Reputation: 155
I have a dataset a
with 5 variables and want to filter it like this:
a1 <- a %>% filter(var_1 != 1 , var_2 != 1 , var_3 != 1 , var_4 != 1 , variable_5 != 1)
I was wondering if anything like this (pseudo code) existed:
a1 <- a %>% filter(anyvariable != 1)
In other words I would like to get rid of all the rows with value 1, no matter where it appears. 1 is just a random number. It could have been 9, 99, or whatever else! Thanks!
Upvotes: 9
Views: 16407
Reputation: 1335
@George Wood's answer works, but all_vars
has been superseded by the use of if_all
inside an existing verb, in this case filter
instead of the scoped variant filter_all
. @George Wood's answers can be updated by changing some_data %>% filter_all(all_vars(.

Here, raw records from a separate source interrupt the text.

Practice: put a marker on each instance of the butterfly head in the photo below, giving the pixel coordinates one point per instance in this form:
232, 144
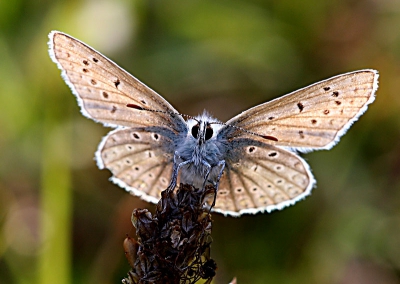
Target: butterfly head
203, 128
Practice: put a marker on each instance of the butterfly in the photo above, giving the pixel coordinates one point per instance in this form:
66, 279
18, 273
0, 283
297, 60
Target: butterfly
252, 158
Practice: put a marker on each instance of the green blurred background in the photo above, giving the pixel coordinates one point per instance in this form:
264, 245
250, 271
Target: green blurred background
62, 221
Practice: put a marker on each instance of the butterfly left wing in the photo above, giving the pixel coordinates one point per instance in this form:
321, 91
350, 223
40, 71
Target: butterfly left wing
261, 177
314, 117
103, 89
140, 160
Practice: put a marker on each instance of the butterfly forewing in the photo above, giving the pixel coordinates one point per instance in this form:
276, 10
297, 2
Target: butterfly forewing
260, 174
104, 89
313, 117
261, 177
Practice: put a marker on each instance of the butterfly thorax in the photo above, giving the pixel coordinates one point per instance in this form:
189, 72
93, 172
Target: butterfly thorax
201, 148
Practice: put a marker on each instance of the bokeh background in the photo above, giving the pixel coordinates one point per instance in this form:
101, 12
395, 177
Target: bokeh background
62, 221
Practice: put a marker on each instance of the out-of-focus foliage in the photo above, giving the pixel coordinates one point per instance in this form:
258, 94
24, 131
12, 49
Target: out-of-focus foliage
62, 221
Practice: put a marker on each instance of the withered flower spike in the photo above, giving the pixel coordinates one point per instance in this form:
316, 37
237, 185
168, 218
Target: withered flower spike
174, 244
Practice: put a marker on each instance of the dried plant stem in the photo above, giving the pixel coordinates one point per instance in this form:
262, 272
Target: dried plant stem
173, 245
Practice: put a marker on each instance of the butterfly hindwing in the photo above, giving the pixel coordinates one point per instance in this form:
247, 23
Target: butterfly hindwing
261, 177
140, 160
316, 116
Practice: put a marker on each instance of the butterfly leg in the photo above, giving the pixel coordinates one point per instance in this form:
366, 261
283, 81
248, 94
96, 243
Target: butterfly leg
222, 165
208, 171
175, 171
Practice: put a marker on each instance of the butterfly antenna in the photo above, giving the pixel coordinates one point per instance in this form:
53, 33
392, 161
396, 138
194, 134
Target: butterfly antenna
268, 137
161, 111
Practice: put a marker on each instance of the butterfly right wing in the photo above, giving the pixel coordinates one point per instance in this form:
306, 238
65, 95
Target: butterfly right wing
140, 160
103, 89
261, 177
314, 117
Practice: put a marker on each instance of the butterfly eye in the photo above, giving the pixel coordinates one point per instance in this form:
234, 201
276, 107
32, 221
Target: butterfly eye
209, 132
195, 131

to some_data %>% filter(if_all(.fns = ~ .x
Upvotes: 1
Reputation: 1984
You can use filter_all
in combination with all_vars
from dplyr
, as follows:
some_data <- tibble(var1 = c("a", "b", "c"),
var2 = c(2, 4, 1),
var3 = c(1, 6, 5))
# # A tibble: 3 x 3
# var1 var2 var3
# <chr> <dbl> <dbl>
# 1 a 2.00 1.00
# 2 b 4.00 6.00
# 3 c 1.00 5.00
some_data %>% filter_all(all_vars(. != 1))
# # A tibble: 1 x 3
# var1 var2 var3
# <chr> <dbl> <dbl>
# 1 b 4.00 6.00
This will remove rows in which a variable includes 1. In the above example, this removes the first and third rows. However, be cautious with NA values:
some_data <- tibble(var1 = c("a", "b", "c"),
var2 = c(2, NA, 1),
var3 = c(1, 6, 5))
# # A tibble: 3 x 3
# var1 var2 var3
# <chr> <dbl> <dbl>
# 1 a 2.00 1.00
# 2 b NA 6.00
# 3 c 1.00 5.00
some_data %>% filter_all(all_vars(. != 1))
# # A tibble: 0 x 3
# # ... with 3 variables: var1 <chr>, var2 <dbl>, var3 <dbl>
Note that the second row does not contain a 1, but is filtered anyway. In this specific example, you can avoid such behavior by:
some_data %>% filter_all(all_vars(. != 1 | is.na(.)))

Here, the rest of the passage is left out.